Sunday, October 29, 2006

You want beer with that?

One thing I just can't get used to in Greece is seeing someone drinking a mug of beer in a fast food restaurant. Sixteen-year-olds can drink here and no one gets their panties in a wad about alcohol consumption, no matter where it is. I almost never hear about drunk driving accidents, and I rarely see people walking around town shit-faced drunk (except for a few tourists).

I find it in interesting that you find the reverse to be true in the U.S., which is less permissive regarding alcohol consumption than Greece. Drunk driving accidents are fairly common in America, I can see openly drunk people walking around any given night (at least, in Nashville), and you can't drink until you are twenty-one. And you certainly can't buy a beer in Burger King.

It would seem that a permissive society makes people happier and more responsible. Either that or it makes them indifferent.

8 comments:

Vol Abroad said...

Maybe it's something about Anglo-Saxon culture. There's certainly a permissive culture toward drinking in the UK - but you still see drunk people all the time. Drunk driving is less of a problem (I think) - but that's because of greater availability of public transportation.

teacher dude said...

Unfortunately, there is a huge problem with drunk driving in Greece. The problem is that it is so common that it really gets anything over than the most cursory of news coverage.

Anonymous said...

As a boy growing up in a Greek village a long time ago, my father offered me a drink of wine (which he and my mother had made themselves) with every meal. I came to understand it as something common place and it did not hold any magic spell over me later in life. After moving to the US, as a teenager, I tried the binge drinking that my piers thought so highly of. It was disappointing and I soon abandoned it. Wine and beer are to be enjoyed with good food, instead of swigged like some tonic to transport via a speedy journey us to some place real or imagined. This should be taught to children at a young age, but the puritan ethic of the USA forbids it--to great harm, I might add.

Now, I don't know how drunk Greeks get or don't get these days, but I can tell you that public drunkenness was quite uncommon back in my day, because the Greek peasants ate their mezedes and drank their ouzos as well as any fancy socialites I have met since, and you can criticize them for pretty much anything, but not for being drunken, rowdy fools.

Anonymous said...

It took about 30 years to catch up. The new generation of Greeks drink just as much if not more.

Maybe they are just better at holding their drink then Anglos?

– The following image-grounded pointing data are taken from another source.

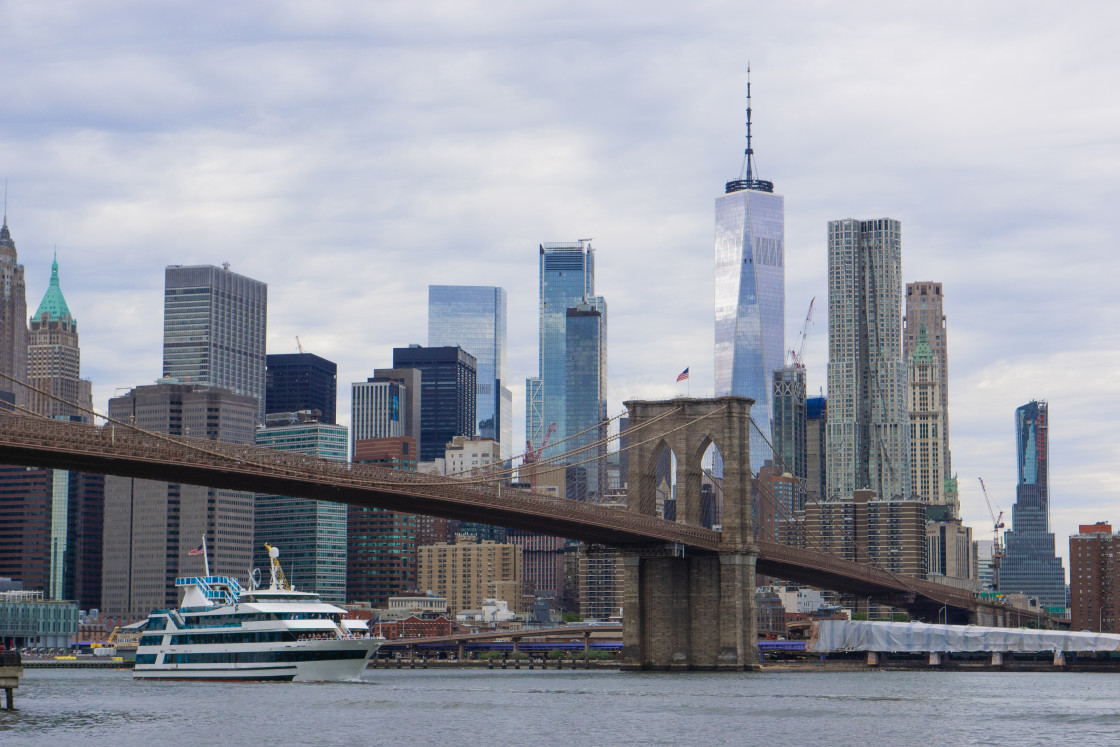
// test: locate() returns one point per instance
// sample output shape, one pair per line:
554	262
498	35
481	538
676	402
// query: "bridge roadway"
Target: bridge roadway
128	453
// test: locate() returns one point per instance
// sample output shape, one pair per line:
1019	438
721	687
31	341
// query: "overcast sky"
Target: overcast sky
351	153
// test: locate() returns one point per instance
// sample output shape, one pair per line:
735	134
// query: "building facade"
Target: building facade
925	308
868	445
474	318
1029	565
448	394
151	526
927	446
12	321
567	280
1094	578
311	534
381	545
301	381
749	290
214	329
462	572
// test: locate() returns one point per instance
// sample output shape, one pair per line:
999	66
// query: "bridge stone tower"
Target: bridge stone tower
692	613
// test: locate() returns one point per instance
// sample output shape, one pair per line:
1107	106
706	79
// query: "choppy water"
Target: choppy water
495	707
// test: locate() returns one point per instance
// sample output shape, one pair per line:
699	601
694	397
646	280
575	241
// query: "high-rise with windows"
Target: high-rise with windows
151	526
214	329
868	429
301	381
448	391
12	320
567	281
749	291
1029	565
310	533
474	318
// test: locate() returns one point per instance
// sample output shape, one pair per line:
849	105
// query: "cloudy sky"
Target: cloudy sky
350	153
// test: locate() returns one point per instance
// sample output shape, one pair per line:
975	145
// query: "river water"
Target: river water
521	707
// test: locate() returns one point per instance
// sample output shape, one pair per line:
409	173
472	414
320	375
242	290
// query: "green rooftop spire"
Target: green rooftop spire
922	352
53	304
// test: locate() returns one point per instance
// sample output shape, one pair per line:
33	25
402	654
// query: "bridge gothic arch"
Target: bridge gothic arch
694	612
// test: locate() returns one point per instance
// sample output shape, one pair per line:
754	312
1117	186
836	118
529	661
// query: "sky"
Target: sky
352	153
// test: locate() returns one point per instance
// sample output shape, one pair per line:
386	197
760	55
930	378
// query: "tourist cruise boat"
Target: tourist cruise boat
221	632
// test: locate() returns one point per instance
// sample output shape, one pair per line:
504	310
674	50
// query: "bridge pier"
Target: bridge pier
690	613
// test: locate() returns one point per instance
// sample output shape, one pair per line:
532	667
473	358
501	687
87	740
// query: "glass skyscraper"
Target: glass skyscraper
567	281
214	328
1029	565
311	534
749	291
474	318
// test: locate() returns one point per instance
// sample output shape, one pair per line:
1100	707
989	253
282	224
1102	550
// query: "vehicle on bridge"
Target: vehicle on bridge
221	632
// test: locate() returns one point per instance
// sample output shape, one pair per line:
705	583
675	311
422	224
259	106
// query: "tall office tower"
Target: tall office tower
473	317
749	291
929	456
50	520
1094	578
151	526
410	409
50	524
311	534
924	309
817	416
12	321
1029	565
567	280
586	400
378	408
448	394
214	329
791	420
53	358
301	381
868	445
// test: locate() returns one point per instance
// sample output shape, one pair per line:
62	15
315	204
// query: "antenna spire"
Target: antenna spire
747	178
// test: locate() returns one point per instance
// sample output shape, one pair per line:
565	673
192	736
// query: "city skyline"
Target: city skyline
126	186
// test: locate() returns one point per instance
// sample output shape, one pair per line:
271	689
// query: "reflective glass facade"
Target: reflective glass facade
214	329
567	279
586	401
868	425
749	300
1029	565
310	534
474	318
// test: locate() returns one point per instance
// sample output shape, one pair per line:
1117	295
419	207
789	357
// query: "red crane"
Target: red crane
997	549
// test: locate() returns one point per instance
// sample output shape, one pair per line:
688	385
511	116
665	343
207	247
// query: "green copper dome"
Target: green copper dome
53	304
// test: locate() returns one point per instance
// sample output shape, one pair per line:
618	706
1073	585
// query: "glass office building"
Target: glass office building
1029	565
474	318
311	534
567	280
586	400
214	328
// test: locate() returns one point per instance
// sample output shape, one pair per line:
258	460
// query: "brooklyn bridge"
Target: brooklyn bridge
688	590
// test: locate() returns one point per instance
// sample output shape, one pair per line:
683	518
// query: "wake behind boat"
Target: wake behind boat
221	632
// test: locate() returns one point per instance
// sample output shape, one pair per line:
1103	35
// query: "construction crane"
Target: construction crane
795	356
997	549
531	454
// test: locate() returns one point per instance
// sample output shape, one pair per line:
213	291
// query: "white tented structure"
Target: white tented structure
920	637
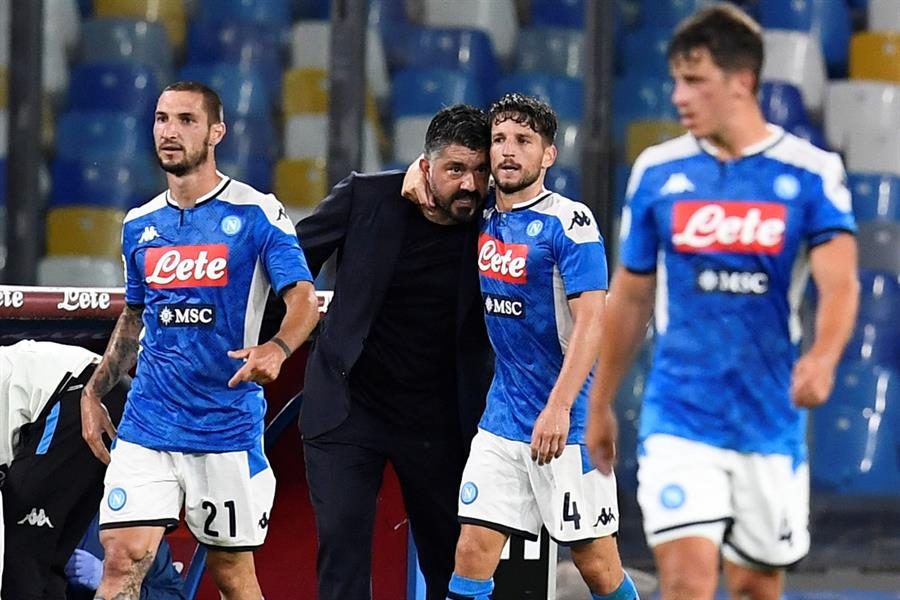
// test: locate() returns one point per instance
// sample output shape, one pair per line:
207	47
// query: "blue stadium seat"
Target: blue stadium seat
879	297
782	104
243	94
101	136
119	182
248	137
830	20
563	181
551	50
855	443
424	91
276	13
558	13
252	46
644	51
564	94
125	87
876	196
643	98
467	50
110	40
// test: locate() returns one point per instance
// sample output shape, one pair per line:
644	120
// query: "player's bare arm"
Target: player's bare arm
119	358
262	363
628	312
548	440
833	267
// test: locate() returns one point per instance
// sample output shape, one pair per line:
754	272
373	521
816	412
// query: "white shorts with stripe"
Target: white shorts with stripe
754	506
227	496
504	489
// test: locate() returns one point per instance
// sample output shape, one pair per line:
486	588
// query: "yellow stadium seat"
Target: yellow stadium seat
640	135
301	182
170	13
306	91
84	231
875	55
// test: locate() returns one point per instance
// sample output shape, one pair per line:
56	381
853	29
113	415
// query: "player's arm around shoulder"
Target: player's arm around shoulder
834	270
119	358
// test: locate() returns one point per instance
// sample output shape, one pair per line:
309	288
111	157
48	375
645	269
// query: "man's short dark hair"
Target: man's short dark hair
526	110
215	113
459	124
732	37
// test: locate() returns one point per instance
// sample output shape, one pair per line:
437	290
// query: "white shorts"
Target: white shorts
503	489
227	496
755	506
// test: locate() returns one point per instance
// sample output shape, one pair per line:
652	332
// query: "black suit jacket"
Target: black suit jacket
363	219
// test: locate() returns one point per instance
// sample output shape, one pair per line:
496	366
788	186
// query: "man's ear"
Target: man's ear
216	133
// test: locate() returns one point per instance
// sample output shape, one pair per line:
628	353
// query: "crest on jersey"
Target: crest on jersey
231	225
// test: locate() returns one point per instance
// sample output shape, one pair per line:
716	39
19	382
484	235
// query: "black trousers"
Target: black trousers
55	480
344	470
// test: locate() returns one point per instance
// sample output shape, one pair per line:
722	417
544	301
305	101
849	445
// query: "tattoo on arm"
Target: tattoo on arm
121	352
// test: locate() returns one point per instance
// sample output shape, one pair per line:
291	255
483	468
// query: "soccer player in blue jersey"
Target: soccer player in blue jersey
543	282
199	261
722	226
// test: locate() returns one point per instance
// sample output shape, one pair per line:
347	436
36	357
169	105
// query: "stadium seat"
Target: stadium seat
84	231
876	196
564	94
120	182
828	21
243	94
274	13
879	297
879	246
644	51
782	104
111	40
852	105
424	91
640	135
253	46
114	87
884	15
875	55
311	47
558	13
564	181
551	50
568	144
640	98
856	433
101	136
468	50
498	18
170	13
795	57
873	151
80	271
301	183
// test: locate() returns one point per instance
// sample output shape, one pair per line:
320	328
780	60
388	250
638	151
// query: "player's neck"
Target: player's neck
187	189
743	130
505	202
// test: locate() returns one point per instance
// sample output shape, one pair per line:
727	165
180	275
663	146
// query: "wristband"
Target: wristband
284	347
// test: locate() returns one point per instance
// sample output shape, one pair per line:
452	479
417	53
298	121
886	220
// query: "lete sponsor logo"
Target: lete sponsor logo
502	261
721	226
187	266
84	300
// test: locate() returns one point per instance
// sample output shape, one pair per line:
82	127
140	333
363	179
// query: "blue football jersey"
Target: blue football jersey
728	241
531	260
202	275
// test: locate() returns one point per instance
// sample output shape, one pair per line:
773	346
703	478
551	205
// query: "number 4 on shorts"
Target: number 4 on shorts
570	511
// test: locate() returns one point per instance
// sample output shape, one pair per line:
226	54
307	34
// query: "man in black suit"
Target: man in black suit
401	365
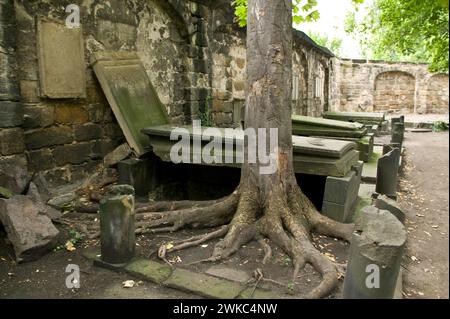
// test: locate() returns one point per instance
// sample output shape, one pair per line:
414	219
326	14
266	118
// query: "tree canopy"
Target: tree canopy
334	44
407	30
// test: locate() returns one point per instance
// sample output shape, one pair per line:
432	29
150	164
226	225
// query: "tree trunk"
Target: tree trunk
264	205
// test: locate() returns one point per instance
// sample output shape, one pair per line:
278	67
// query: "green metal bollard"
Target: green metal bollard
117	230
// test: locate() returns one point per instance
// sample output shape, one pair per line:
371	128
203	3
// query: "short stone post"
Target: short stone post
387	173
398	133
376	251
117	230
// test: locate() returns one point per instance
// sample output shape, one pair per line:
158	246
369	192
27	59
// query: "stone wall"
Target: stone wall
396	87
194	54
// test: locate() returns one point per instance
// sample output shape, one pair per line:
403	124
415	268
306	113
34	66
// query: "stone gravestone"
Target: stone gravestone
62	69
117	230
376	251
130	94
387	173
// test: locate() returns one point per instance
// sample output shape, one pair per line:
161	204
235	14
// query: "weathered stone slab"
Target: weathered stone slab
14	177
130	94
323	122
203	285
387	173
370	168
386	203
341	195
228	273
62	68
360	117
11	114
257	293
149	270
31	233
303	163
310	126
376	251
302	145
117	230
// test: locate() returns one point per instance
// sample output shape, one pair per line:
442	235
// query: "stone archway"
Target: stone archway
394	90
438	94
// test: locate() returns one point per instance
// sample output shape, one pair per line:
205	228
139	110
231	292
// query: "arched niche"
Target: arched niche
394	90
438	94
300	83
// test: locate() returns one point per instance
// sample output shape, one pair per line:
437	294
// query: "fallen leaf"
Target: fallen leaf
128	284
69	246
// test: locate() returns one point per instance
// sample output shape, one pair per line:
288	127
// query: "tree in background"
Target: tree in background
334	44
405	30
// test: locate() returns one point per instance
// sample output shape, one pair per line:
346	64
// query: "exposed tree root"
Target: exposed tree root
287	218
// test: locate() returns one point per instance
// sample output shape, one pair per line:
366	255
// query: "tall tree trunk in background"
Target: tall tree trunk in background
264	205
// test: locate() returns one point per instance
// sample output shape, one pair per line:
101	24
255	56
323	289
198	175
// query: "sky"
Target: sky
331	22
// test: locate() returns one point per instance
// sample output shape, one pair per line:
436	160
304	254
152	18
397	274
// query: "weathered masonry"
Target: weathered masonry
381	86
54	116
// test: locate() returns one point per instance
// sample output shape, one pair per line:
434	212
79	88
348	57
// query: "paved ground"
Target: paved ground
425	118
425	198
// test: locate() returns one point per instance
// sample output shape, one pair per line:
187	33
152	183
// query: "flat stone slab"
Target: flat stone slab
258	294
302	145
366	190
203	285
361	117
369	174
310	126
228	273
149	270
130	94
61	60
31	233
323	122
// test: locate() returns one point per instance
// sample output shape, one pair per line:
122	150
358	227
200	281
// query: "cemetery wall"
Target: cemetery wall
55	118
396	87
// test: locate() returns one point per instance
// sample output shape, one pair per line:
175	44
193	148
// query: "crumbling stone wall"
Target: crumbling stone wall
195	56
382	86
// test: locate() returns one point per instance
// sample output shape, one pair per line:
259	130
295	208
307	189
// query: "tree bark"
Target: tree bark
264	205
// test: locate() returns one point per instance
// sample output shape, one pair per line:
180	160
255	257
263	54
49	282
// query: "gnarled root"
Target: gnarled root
285	216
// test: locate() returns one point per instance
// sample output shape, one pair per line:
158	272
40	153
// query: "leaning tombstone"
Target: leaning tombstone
376	251
385	203
117	229
387	173
398	133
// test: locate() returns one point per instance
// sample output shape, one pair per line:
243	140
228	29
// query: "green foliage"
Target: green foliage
407	30
440	126
75	237
302	11
334	44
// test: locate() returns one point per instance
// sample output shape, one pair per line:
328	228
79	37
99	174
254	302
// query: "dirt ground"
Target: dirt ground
424	196
425	199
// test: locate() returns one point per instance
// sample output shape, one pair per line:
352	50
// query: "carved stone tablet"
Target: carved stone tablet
62	69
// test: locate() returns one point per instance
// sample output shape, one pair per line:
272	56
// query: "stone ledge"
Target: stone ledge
203	285
181	279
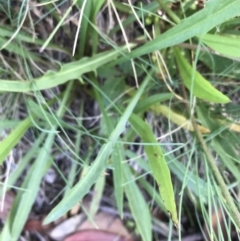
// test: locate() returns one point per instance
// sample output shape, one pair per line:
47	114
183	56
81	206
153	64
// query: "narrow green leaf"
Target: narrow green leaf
69	71
158	165
226	45
215	13
117	158
138	206
23	202
83	187
13	138
196	83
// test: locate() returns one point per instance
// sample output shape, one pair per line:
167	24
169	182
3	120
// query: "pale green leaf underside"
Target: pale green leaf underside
138	206
225	45
214	14
158	165
69	71
196	83
95	170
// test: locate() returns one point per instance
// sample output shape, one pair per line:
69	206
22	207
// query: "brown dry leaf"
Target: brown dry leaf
107	222
67	227
34	224
178	119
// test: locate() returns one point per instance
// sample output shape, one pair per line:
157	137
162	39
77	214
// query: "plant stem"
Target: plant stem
232	207
169	12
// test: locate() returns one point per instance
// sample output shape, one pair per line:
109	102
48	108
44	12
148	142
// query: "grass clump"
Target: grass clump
89	87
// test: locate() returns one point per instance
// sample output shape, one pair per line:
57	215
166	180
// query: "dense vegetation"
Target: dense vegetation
132	100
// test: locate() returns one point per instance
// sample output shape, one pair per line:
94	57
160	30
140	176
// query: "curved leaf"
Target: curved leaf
215	13
158	165
195	82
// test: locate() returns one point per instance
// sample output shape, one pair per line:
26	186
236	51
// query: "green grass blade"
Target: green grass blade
158	165
138	206
215	13
13	138
83	187
69	71
23	203
226	45
196	83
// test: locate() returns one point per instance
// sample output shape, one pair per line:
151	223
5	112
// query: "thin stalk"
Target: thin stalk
168	11
230	203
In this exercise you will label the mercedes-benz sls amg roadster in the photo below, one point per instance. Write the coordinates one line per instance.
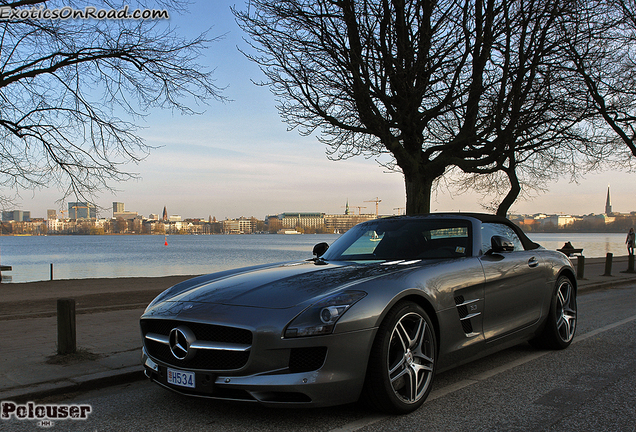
(375, 315)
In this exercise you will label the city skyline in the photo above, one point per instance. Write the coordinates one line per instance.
(239, 159)
(351, 206)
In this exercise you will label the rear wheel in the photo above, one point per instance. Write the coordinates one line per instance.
(402, 360)
(561, 322)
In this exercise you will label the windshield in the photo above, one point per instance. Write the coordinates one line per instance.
(402, 239)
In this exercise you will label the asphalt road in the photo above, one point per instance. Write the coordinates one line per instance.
(591, 386)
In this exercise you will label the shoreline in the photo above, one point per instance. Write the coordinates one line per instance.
(39, 299)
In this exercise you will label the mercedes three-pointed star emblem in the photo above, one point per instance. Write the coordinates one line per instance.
(180, 339)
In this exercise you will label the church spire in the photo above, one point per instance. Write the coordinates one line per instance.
(608, 203)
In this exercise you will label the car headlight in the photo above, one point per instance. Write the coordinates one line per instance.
(320, 318)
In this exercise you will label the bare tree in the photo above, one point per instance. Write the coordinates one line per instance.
(601, 51)
(380, 77)
(72, 89)
(476, 85)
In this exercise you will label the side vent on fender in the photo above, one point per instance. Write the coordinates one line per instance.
(465, 316)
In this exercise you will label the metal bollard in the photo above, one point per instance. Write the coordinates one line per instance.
(580, 267)
(66, 331)
(608, 264)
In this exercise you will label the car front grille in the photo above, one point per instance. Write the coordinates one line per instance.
(203, 359)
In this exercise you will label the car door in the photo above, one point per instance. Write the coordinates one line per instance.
(513, 284)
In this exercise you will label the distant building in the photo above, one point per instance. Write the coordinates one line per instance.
(16, 216)
(118, 208)
(82, 210)
(304, 220)
(239, 226)
(126, 215)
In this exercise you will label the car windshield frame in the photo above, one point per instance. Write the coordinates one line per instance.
(403, 239)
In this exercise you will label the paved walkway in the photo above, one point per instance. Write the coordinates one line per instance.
(109, 345)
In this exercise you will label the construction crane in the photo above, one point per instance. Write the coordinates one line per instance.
(376, 201)
(359, 209)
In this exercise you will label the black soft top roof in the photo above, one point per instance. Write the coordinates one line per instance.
(485, 218)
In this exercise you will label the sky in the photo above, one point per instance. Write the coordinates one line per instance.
(239, 159)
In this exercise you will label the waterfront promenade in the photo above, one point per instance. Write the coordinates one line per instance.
(108, 336)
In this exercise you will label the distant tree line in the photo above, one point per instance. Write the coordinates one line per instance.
(589, 225)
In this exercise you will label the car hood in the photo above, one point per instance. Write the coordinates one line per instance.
(276, 287)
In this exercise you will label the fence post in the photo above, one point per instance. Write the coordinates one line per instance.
(66, 331)
(608, 264)
(580, 267)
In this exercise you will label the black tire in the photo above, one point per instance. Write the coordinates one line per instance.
(402, 360)
(560, 325)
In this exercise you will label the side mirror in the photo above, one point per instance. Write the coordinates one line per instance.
(501, 244)
(320, 249)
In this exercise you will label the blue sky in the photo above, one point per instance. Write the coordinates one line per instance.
(239, 159)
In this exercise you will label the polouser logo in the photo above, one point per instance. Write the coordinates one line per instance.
(45, 414)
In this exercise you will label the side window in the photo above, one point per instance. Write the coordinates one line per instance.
(491, 229)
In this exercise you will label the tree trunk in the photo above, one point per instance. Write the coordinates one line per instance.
(418, 192)
(513, 193)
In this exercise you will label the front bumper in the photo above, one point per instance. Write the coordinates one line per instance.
(338, 380)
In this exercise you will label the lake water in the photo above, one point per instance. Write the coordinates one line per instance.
(82, 257)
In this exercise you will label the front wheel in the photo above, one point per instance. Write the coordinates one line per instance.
(402, 360)
(561, 322)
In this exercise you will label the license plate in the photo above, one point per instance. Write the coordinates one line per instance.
(180, 378)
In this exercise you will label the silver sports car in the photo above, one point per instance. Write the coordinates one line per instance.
(374, 316)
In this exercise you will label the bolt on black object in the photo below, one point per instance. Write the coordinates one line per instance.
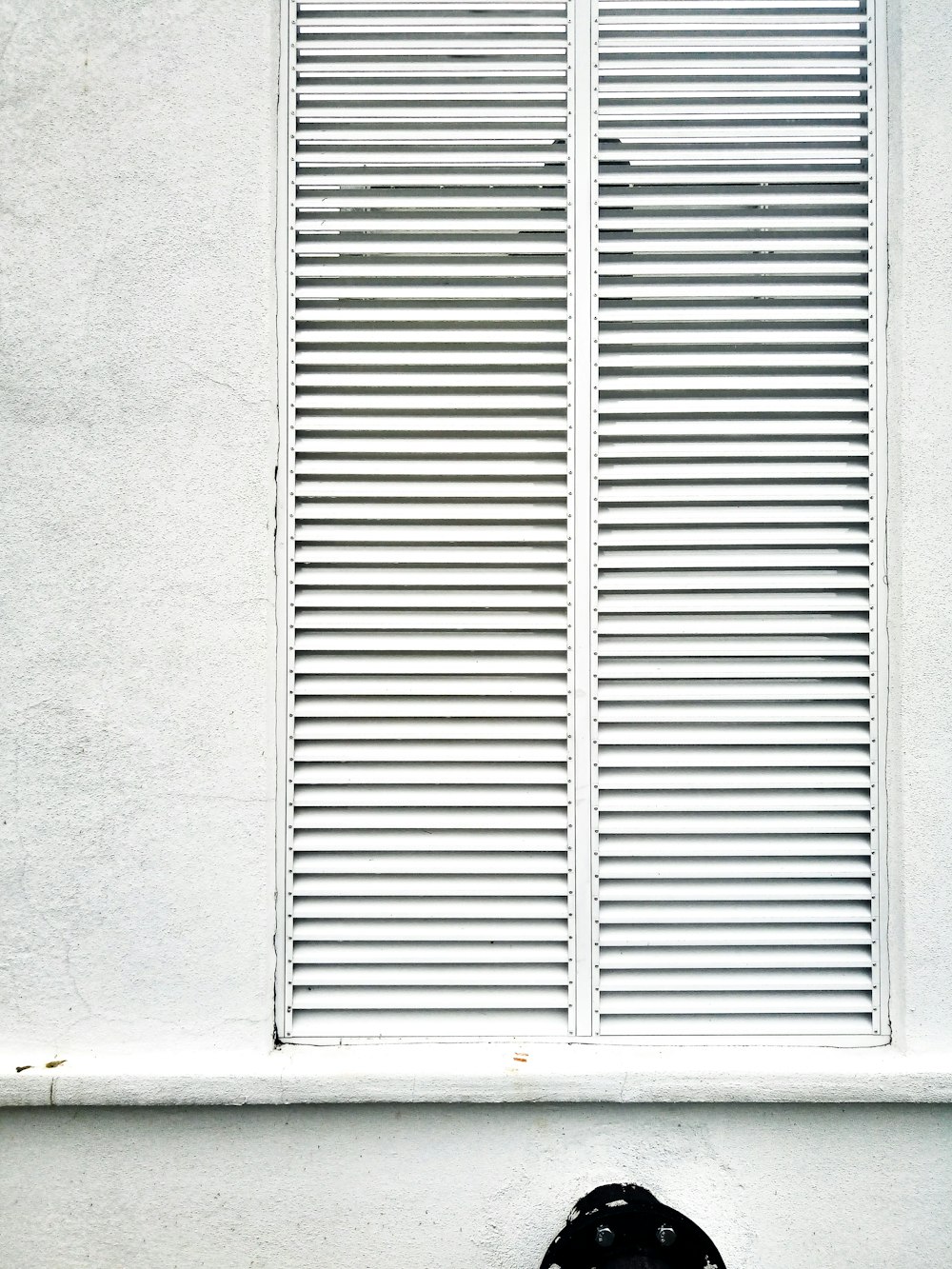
(626, 1227)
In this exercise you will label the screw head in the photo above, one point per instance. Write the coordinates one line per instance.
(605, 1237)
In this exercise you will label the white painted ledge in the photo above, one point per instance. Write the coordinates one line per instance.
(483, 1074)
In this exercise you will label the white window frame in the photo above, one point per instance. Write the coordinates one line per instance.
(581, 239)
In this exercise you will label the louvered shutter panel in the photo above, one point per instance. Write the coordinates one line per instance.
(428, 879)
(735, 518)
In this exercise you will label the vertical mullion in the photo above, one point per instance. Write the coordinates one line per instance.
(285, 525)
(581, 467)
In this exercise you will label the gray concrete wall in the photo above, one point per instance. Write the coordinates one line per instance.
(139, 408)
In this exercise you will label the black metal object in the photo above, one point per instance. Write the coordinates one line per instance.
(626, 1227)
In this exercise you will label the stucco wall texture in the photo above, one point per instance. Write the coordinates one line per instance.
(137, 764)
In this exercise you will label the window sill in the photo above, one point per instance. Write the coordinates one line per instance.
(486, 1074)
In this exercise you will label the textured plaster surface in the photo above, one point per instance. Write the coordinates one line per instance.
(137, 412)
(921, 496)
(468, 1188)
(137, 406)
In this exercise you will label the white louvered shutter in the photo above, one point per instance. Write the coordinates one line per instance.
(735, 518)
(428, 880)
(582, 319)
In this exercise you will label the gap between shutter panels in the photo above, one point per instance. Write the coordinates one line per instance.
(429, 876)
(734, 518)
(734, 651)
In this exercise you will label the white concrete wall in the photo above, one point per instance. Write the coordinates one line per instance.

Plus, inept driving skills and brinkmanship cause most of the accidents in Greece. Greece is still one of the top countries in Europe for traffic fatalities. (albeit maybe not from alcohol)

Tim said...

Maybe it's all the gyros - something in the meat has an element that provides anti-alcohol absorbtion. ;)

Anonymous said...

Scruffy said...
"It took about 30 years to catch up. The new generation of Greeks drink just as much if not more."

Too bad it has come to this.

Also, I wrote "piers' when I obviously meant "peers." I should learn that spell check does not equal proofread.

Emily said...

The difference in attitudes toward alcohol made a big impression on me while I was in Greece. I think part of the problem with alcohol in the US is that people think it is a reasonable excuse for doing stupid things.
Sadly, I know some people (college peers) who look upon alcohol as inherently bad and destructive. If all you see is people abusing alcohol, you can't understand that it's perfectly possible to drink in moderation.

Flubberwinkle said...

Tim (comment above) might have a point. I've heard some (sober) people advise (drunk) others to swallow a tablespoon full of olive oil in order to keep the alcohol vapours from "vapourising" (?)... Maybe fatty foods
(like gyros) consumed with heavy drinking slow down the drunken reaction. I have no idea if this is true.

Sadly, Greece has its share of drunk driving fatalities, it's even sadder because sometimes you don't know if drinking's the only cause or the general, permanent problems of bad Greek drivers (lack of driving education and skills) we're best known for. Deadly combination.